For those of us who may struggle to find words in response to this question, Scripture comes to help us. Here is what the Psalmist would have us say:

“How dear to me is your dwelling, O LORD of hosts! My soul has a desire and longing for the courts of the Lord; my heart and my flesh rejoice in the living God. The sparrow has found her a house and the swallow a nest where she may lay her young; by the side of your altars, O LORD of hosts, my King and my God Happy are they who dwell in your house! They will always be praising you” (Psalm 84:1–3).

There’s something about the presence of God in this place that makes us want to stay here. That’s what you all helped me to see as I grew up here. Just as God dwells with us, so we find ourselves wanting to dwell with God, like a sparrow who has found her a house here, a nest where the shallow may lay her young. We long for it. We desire it. Our heart and our flesh rejoice in it. God comes to be with us, and we are drawn towards being with God: the two sides of the Incarnation, God dwelling with us, and our dwelling with God. And those who do so are “happy,” the Psalmist says, ashrey in the Hebrew, “happy” or “blessed,” not our usual way of thinking about happiness, fleeting and earthly, but a happiness or blessedness or contentment that comes from God, the source of all things, simply because we align ourselves with and draw close to Him. We long for this happiness, this blessedness, and we find it in the LORD Who finds us as He Himself draws near. Indeed, “how dear to me is your dwelling, O LORD.”

Or at least, that’s what the Psalmist has to say. But how might each of us respond for ourselves: what is our relationship to this place, this place to which God has miraculously and graciously descended? 

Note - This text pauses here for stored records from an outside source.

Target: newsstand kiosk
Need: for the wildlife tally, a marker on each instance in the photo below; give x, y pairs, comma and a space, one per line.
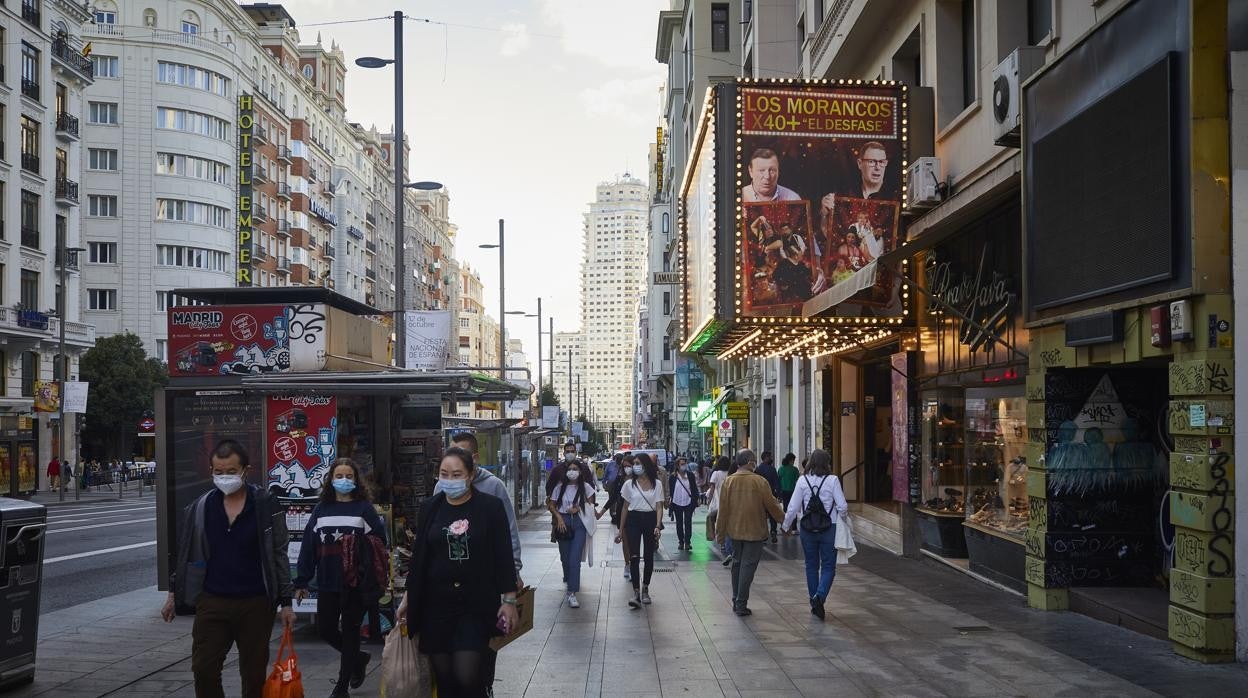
302, 378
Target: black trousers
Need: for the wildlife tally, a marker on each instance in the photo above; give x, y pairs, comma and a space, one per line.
684, 522
639, 531
338, 617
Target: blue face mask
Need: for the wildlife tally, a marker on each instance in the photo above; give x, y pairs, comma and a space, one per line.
453, 488
345, 486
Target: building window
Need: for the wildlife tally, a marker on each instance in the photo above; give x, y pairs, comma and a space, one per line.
106, 66
101, 299
102, 159
718, 28
102, 113
29, 219
102, 206
29, 372
102, 252
1040, 20
29, 289
970, 70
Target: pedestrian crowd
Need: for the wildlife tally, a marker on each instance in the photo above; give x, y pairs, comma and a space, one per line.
232, 568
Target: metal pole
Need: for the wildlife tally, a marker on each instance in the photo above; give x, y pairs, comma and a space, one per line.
399, 252
502, 304
61, 304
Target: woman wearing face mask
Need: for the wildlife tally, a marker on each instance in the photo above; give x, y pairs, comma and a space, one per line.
683, 498
643, 511
343, 510
615, 505
572, 508
461, 586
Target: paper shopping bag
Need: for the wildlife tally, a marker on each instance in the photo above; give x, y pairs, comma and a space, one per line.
285, 681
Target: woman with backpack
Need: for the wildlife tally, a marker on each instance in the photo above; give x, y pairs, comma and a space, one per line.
342, 525
818, 502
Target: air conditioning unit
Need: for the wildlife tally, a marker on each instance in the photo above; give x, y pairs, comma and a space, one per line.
924, 182
1006, 94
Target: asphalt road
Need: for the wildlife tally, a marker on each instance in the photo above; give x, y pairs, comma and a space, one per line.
96, 548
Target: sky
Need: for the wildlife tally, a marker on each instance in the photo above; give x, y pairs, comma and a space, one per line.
521, 108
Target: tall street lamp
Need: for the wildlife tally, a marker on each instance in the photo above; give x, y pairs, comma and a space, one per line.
502, 304
399, 185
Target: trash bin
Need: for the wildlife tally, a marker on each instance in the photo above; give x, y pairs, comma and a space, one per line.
21, 560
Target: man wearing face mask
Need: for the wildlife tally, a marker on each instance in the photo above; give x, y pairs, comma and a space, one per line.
232, 568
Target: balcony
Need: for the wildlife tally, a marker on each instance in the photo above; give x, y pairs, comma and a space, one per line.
66, 191
66, 126
30, 13
73, 59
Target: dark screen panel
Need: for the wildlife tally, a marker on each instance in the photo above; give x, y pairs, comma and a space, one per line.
1103, 197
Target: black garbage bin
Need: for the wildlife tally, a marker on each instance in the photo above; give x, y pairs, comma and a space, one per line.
21, 561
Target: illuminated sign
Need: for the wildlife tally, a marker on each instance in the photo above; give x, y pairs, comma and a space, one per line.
246, 121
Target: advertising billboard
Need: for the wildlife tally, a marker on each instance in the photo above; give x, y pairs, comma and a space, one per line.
820, 189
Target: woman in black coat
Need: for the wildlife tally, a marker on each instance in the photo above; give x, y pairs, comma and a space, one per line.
461, 587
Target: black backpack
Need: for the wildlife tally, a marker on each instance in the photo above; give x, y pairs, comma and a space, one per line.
815, 518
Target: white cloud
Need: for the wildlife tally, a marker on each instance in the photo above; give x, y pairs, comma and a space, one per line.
604, 31
516, 39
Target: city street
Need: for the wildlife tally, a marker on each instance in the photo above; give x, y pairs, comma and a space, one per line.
97, 547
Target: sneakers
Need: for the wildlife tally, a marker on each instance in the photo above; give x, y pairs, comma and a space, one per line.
357, 677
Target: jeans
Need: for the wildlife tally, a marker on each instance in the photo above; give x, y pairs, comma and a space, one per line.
569, 551
684, 522
745, 563
348, 607
820, 552
221, 622
639, 531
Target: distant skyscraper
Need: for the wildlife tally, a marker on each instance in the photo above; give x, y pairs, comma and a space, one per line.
613, 281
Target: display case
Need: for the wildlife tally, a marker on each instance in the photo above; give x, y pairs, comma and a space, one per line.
996, 462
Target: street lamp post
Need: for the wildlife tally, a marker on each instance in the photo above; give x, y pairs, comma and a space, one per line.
399, 185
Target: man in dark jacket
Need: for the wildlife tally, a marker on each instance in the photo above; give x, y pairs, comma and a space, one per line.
232, 568
768, 470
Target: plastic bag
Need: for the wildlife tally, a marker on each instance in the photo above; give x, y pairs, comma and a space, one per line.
285, 681
406, 673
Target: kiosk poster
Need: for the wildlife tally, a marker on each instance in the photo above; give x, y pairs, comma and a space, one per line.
820, 195
227, 340
302, 442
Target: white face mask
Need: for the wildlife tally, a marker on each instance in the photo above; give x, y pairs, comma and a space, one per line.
227, 483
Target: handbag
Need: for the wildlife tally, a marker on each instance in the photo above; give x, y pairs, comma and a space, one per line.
285, 681
406, 673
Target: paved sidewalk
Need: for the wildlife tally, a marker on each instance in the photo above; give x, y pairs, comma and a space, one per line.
895, 627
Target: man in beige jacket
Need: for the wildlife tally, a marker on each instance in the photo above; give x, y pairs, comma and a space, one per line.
745, 505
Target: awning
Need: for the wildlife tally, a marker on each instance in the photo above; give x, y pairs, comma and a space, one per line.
463, 386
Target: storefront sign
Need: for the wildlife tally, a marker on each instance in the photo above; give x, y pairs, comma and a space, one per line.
302, 440
981, 294
246, 121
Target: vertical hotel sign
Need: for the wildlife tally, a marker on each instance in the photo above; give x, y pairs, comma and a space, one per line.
246, 121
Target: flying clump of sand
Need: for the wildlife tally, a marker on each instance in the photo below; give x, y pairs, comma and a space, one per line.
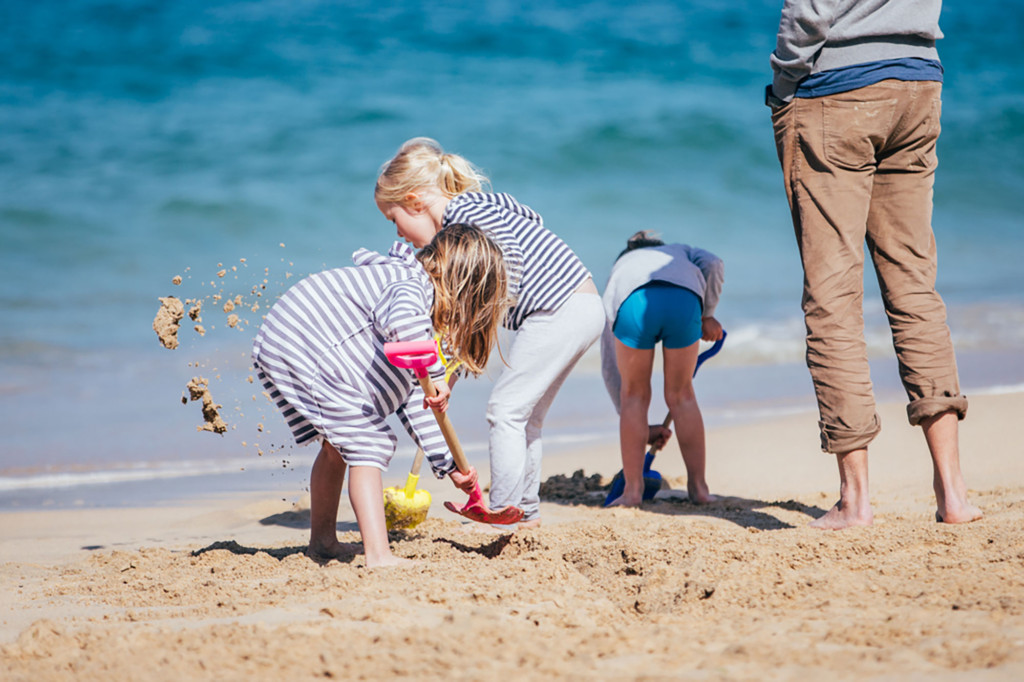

The miracle of Christmas demands that we evaluate our proximity to our congregation, to our church home, to this particular place in which the holy LORD chooses to dwell—not a bad thing to ask ourselves as we begin another calendar year. What has your relationship to this place been like? What could it be like? What might God have in store for it? It’s my prayer that we might all draw near to the temple of the Lord––just like our Lord Himself, Who, in His own boyhood, sat among the teachers in His Father’s House. May we all come here often, meeting the Lord Who, in this very place, runs to meet us. And in this place, may the Psalmist’s words be engraved on our hearts: “happy are they who put their trust in [Him]” (Psalm 84:12b). Amen.